Mumia Abu-Jamal's 27 years on Death Row for a murder he did not commit would have turned almost anyone else into an embittered, defeated man. Instead, he has remained what he always was, "the voice of the voiceless," as he demonstrates yet again in his most recent book, Jailhouse Lawyers: Prisoners Defending Prisoners v. the U.S.A. (City Lights Books, 2009.)
by J. Patrick O'Connor
Through hundreds of essays, radio commentaries and now six well-written, meticulously researched books, he has defied the walls that encase him to speak out against oppression. His voice his heard weekly throughout the United States on Pacifica Radio and his writings are read and admired throughout much of the world. From the bowels of Death Row, where 3,600 others languish in the United States, Abu-Jamal presses on for justice, day after day, year after year.
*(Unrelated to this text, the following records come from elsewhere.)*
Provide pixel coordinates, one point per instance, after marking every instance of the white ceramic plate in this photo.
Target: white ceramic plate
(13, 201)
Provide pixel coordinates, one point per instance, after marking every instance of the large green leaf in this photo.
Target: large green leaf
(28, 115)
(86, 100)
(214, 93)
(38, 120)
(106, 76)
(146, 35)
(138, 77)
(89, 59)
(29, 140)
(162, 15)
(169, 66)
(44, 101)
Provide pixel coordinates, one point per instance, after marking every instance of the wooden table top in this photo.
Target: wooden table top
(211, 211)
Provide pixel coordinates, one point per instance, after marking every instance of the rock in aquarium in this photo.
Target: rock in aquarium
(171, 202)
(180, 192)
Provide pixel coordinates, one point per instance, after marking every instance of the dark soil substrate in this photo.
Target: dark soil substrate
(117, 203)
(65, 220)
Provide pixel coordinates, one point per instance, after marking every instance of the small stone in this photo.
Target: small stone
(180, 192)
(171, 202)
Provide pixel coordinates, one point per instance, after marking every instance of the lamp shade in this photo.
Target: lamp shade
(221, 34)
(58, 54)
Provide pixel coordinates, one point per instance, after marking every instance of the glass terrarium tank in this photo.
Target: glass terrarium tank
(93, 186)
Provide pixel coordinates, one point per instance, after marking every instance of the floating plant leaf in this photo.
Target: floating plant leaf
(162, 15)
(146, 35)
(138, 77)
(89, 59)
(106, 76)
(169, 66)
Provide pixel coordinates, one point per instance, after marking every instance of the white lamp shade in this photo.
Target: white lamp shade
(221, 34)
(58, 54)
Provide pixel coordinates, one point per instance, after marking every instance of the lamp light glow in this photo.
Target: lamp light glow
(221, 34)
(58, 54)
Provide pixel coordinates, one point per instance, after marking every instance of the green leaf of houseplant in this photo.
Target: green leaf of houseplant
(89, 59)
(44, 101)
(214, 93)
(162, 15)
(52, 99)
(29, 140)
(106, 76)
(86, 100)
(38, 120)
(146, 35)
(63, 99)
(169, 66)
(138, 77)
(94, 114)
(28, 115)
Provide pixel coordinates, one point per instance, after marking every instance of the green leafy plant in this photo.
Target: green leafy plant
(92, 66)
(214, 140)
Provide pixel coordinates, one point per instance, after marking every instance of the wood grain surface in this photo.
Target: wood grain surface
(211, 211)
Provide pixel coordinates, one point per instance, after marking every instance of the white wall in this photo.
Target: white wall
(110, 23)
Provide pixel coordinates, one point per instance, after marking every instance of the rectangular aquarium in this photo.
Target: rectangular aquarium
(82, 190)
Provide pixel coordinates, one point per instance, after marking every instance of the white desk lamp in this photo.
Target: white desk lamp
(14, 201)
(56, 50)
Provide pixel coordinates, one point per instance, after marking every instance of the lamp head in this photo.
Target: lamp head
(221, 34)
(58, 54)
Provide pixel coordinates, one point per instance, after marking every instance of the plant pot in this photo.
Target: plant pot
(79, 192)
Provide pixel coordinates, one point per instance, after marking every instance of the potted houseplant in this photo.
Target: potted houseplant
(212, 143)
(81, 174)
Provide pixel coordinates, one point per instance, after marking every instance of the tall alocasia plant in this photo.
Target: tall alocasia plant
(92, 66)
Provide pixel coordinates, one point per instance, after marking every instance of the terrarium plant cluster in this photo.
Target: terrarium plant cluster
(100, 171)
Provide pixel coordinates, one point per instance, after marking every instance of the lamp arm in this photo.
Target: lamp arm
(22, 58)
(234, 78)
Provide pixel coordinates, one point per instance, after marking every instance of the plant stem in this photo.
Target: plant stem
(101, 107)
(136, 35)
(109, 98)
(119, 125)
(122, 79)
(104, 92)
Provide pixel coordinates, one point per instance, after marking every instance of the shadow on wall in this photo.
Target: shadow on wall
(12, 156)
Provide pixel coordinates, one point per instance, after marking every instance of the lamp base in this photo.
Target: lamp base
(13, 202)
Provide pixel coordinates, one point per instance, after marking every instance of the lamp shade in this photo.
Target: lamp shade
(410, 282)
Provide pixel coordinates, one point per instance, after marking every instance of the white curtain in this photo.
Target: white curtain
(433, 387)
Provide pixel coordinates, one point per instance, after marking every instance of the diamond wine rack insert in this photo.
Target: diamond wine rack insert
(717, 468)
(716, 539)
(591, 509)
Jailhouse Lawyers: Prisoners Defending Prisoners v. the U.S.A. opens a tightly shut door into the operations of the U.S. penal system by chronicling the exploits of dozens of jailhouse lawyers – both men and women – who have fought the injustices the courts and the prisons have dealt them and their fellow prisoners. Their accomplishments, against all odds, have been incredible. Their story is a story never before told.
For the vast majority of the 2.3 million prisoners in the United States and for Abu-Jamal himself, the overriding, inescapable reality about the U.S. justice system is that the law is only what a judge says it is.